The Moroccan royal court statement said: “His Majesty (King Mohammed) stressed that Morocco always puts the Palestinian issue at the same level as the issue of the Sahara, and that Morocco’s work to consolidate its Moroccanness will never be, neither today nor in the future, at the expense of the Palestinian people’s struggle for their legitimate rights.
“The king of Morocco has a special status, and he has distinguished relations with the Jewish community of Moroccan origin, including hundreds of thousands of Moroccan Jews in Israel.”
About 2,500 Jews are currently citizens of Morocco which had a Jewish minister of tourism, Andre Azoulay.
Hamas and Islamic Jihad issued scathing attacks over Morocco’s agreement with Israel.
“Normalization by Morocco with the Israeli occupation is a betrayal of Jerusalem and of Palestine. We trust that the Moroccan people will utterly refuse this normalization,” Islamic Jihad said.
The PFLP, which has strong relations with the Polisario Front, also criticized the normalization plans. The Polisario Front is an Algerian-backed independence movement that holds a fifth of Western Sahara and has campaigned for a vote on self-determination through decades of war and deadlock.

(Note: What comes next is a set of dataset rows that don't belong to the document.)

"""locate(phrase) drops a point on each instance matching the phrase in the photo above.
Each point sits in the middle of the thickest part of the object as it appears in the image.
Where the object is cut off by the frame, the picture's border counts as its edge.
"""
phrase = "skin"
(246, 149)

Former Palestinian Labor Minister Ghassan Khatib told Arab News that the Moroccan decision was short-sighted and would harm Arab interests. “This has a negative effect on the regional Arab system and hurts Palestinians because it rewards the Israeli occupier which violates international law.”

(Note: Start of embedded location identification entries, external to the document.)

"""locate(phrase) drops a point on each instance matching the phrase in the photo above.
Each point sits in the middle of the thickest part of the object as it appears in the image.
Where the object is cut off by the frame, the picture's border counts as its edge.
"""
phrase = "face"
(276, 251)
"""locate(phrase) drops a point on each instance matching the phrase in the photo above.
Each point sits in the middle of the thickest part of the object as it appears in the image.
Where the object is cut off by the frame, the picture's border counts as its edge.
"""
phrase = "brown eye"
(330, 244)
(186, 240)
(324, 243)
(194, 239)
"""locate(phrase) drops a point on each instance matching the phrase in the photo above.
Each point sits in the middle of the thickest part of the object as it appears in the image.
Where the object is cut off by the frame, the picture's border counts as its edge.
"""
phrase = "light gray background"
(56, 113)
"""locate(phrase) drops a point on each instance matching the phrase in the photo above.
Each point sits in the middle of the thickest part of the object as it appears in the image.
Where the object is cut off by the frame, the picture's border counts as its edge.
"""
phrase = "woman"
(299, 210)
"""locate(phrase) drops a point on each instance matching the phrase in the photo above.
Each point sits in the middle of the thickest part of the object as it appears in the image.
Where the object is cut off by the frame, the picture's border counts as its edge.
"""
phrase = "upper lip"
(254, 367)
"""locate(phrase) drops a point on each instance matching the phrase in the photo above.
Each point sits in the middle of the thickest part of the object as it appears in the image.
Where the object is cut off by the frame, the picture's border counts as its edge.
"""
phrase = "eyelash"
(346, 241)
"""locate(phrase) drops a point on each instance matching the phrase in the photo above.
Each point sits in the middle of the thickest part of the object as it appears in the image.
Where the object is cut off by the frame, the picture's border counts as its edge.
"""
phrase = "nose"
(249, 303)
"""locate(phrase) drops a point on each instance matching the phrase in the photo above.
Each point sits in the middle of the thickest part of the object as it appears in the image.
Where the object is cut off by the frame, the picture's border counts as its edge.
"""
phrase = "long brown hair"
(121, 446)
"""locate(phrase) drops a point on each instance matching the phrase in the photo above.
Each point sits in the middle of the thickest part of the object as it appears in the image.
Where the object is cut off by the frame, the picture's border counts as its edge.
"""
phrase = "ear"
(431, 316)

He said that US recognition of Morocco’s sovereignty over the Western Sahara was allowing “Israeli continued control over Jerusalem and the rest of the occupied Palestinian territories.”
Some analysts believe that official normalization of relations could tamper down an anti-peace with Palestinians trend in the Israeli Jewish Moroccan community, which numbers 460,000.
But Jarbawi said: “These are two totally different issues. Jewish Moroccans have always had a good relationship with Morocco and therefore I don’t think this will make a big difference.”
Abu Zayyad pointed out that Rabat’s decision must be seen in context. “We should see this in their normal size. And I can say that nothing dramatic happened.”
Morocco’s late King Hassan II often tried to be a behind-the-scenes catalyst in the Arab-Israeli peace process. In July 1986, he hosted Israeli Prime Minister Shimon Peres in an effort to stimulate progress and two months later the monarch met with a delegation of Jews of Moroccan origin, including an Israeli Knesset member.
In 1993, after signing an agreement with the Palestine Liberation Organization, Israeli Prime Minister Yitzhak Rabin paid a formal visit to Morocco.